- The paper introduces TD-MPC2, which advances model-based reinforcement learning with an implicit world model and unified hyperparameters for diverse control tasks.
- It employs encoder latent dynamics, reward prediction, and model predictive control to optimize trajectories across 104 continuous tasks.
- Experimental results and ablation studies demonstrate few-shot learning capabilities and scalability improvements over traditional model-free and model-based approaches.
TD-MPC2: Scalable, Robust World Models for Continuous Control
Introduction
The paper introduces TD-MPC2, an improved model-based reinforcement learning (RL) algorithm building on its predecessor, TD-MPC. The enhancements focus on achieving superior performance across a diverse range of tasks using a single set of hyperparameters. TD-MPC2 is designed to consume large, uncurated datasets, accommodating variations between tasks in an unsupervised manner.
An overview of the improved results of TD-MPC2 against existing model-free and model-based RL methods is shown below.

Figure 1: Overview demonstrating TD-MPC2's favorable performance across 104 continuous control tasks.
Architecture and Model Objectives
TD-MPC2 eschews explicit reconstruction, instead leveraging a learned implicit world model for local trajectory optimization. This solver-oriented architecture leverages the following components:
- Encoder and Latent Dynamics: These facilitate mapping of observations into a latent space and subsequent forward dynamics modeling.
- Reward and Terminal Value: These predict rewards and the discounted sum of future rewards.
- Policy Prior: Aids trajectory optimization, shaping actions to maximize the learned value function.
The model is trained on a loss function incorporating joint embedding prediction, reward prediction, and value prediction within a multitask framework.
Figure 3: High-dimensional locomotion task results.
Multi-task Learning and Planning
TD-MPC2 supports multitask learning with a unified set of hyperparameters, employing a learned task embedding that simplifies the model's interaction with varied tasks. It uses Model Predictive Control (MPC) with a Policy Prior for closed-loop control, performing trajectory optimization with planning horizons (Figure 2).
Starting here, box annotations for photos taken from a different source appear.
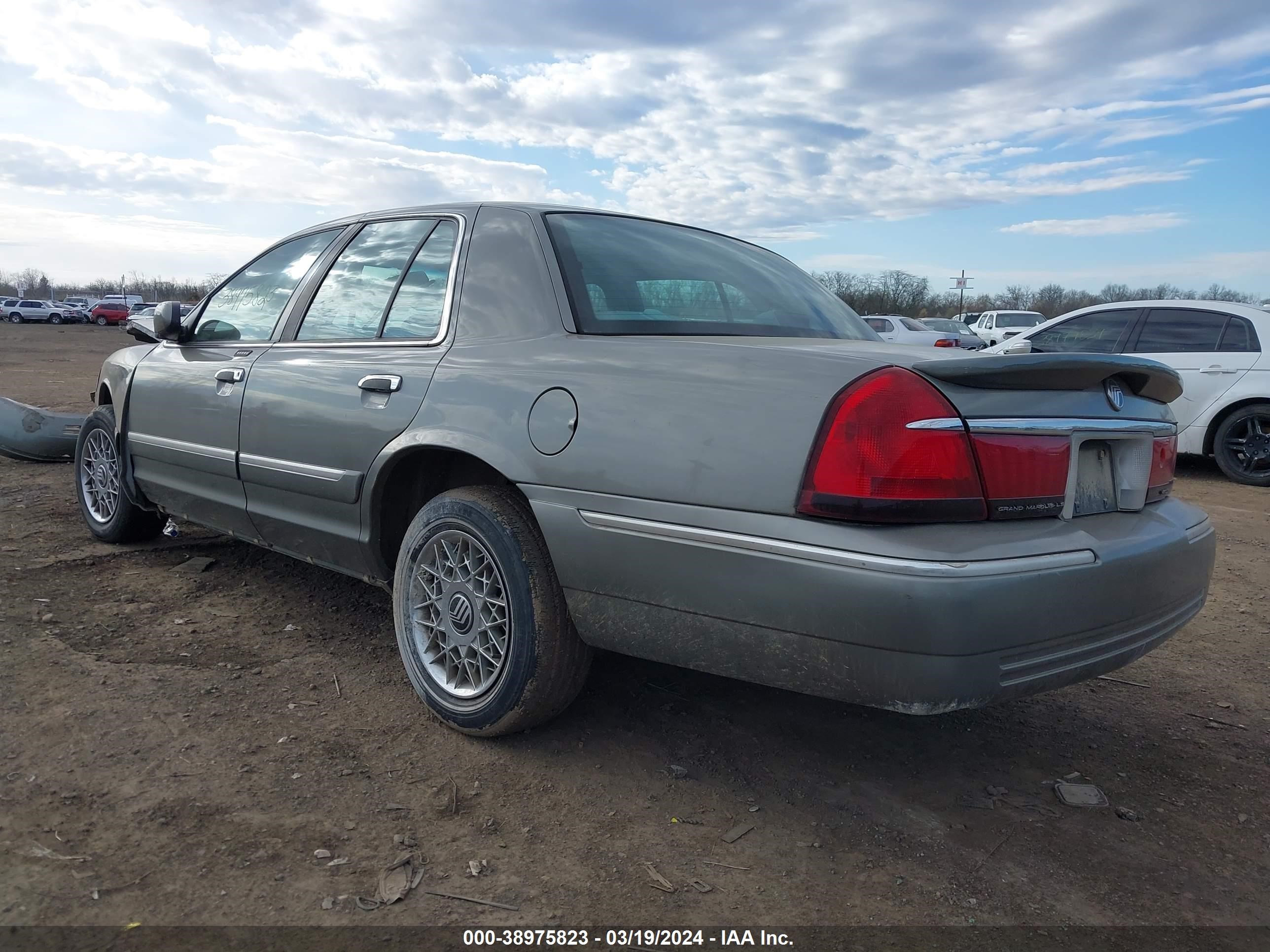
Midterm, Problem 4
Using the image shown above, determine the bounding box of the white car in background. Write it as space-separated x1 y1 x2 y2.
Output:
986 301 1270 486
970 311 1045 346
861 313 957 346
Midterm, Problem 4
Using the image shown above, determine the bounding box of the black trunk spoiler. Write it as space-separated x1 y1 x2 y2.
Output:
912 354 1182 404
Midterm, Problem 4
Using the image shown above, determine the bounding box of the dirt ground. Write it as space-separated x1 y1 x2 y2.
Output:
0 325 1270 928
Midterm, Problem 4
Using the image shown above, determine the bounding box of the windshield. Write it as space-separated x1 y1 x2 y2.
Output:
997 311 1045 328
922 317 973 334
545 212 879 340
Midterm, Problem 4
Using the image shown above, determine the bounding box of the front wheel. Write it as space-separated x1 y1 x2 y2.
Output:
392 486 591 738
75 406 164 542
1213 404 1270 486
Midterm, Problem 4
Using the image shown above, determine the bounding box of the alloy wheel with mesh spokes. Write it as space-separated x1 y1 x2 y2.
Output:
79 429 119 524
1213 404 1270 486
409 529 512 698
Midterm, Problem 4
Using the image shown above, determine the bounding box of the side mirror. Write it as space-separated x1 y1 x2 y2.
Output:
155 301 180 340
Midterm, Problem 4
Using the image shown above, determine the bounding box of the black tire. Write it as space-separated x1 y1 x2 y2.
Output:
75 406 164 544
392 486 592 738
1213 404 1270 486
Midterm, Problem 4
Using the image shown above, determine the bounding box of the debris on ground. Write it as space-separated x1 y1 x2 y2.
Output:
720 822 754 843
1054 783 1107 806
423 890 521 913
644 863 674 892
375 851 423 906
172 556 216 575
29 843 93 863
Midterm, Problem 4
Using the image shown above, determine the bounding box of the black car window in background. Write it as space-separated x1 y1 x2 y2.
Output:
296 218 437 340
1133 307 1226 354
384 221 459 340
1027 310 1137 354
545 212 876 340
194 229 340 340
1217 317 1261 353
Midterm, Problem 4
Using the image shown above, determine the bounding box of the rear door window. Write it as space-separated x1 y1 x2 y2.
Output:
382 220 459 340
1133 307 1226 354
1027 308 1138 354
194 229 340 341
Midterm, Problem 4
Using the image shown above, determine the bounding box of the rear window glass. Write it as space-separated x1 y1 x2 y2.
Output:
997 311 1045 328
545 212 876 340
1134 307 1226 354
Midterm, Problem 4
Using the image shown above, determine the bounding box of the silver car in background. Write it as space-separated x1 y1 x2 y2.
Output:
864 313 957 346
922 317 988 350
76 202 1215 735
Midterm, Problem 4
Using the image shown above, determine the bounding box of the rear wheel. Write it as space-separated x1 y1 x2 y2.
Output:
392 486 591 738
75 406 163 542
1213 404 1270 486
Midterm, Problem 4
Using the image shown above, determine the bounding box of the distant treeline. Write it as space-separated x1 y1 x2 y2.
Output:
0 268 225 301
811 271 1261 317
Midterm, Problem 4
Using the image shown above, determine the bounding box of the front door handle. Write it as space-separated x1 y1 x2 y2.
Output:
357 373 401 394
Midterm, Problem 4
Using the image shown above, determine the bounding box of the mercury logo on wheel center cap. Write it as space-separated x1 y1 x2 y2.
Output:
447 591 474 635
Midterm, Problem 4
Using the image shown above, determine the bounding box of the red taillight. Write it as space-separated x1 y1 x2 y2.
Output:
1147 437 1177 503
798 367 987 522
970 434 1072 519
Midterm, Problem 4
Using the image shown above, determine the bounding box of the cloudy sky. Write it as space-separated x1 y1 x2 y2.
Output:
0 0 1270 295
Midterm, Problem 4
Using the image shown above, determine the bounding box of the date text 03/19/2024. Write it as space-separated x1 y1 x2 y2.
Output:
463 929 794 948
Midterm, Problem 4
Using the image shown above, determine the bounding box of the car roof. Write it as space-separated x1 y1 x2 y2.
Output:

Learning is achieved across categories such as DMControl, Meta-World, ManiSkill2, and MyoSuite with comprehensive scaling, ensuring that agent capabilities grow with increased model size and data availability.
Experimental Evaluation
The experiments are structured to address TD-MPC2's comparison to cutting-edge RL methods, scalability, and the contribution of its architectural modifications. The comprehensive results show that TD-MPC2 consistently outstrips performance metrics across all task domains (Figures 3 and 5).
Figure 4: Single-task RL performance across 104 tasks.
Figure 5: Object manipulation task results from ManiSkill2.
Ablations and Few-shot Learning
A comprehensive ablation study reveals critical insights into design decisions impacting the robustness and efficiency of TD-MPC2. Furthermore, the model demonstrates few-shot learning capabilities, rapidly adapting to new tasks through online RL finetuning, showing improvements in previously unseen tasks (Figures 15 and 16).
Discussion: Lessons, Opportunities, and Risks
The refined TD-MPC2 opens up significant opportunities for the deployment of generalist models capable of interfacing with diverse task domains. However, the model faces unique risks, like task reward specification issues and unanticipated behavior due to unconstrained autonomy. These elements necessitate further investigation to map the full potential of this technology, especially in providing lower entry barriers for complex RL tasks.
Figure 6: Few-shot learning efficacy through 19M parameter multi-task training.
Conclusion
TD-MPC2 provides substantial improvements over existing RL models for tasks with continuous control, leveraging scalability and robustness as cornerstones of its design. It promises significant potential in multitask domains, paving pathways for generalist model developments and presenting new challenges and opportunities in the field of reinforcement learning.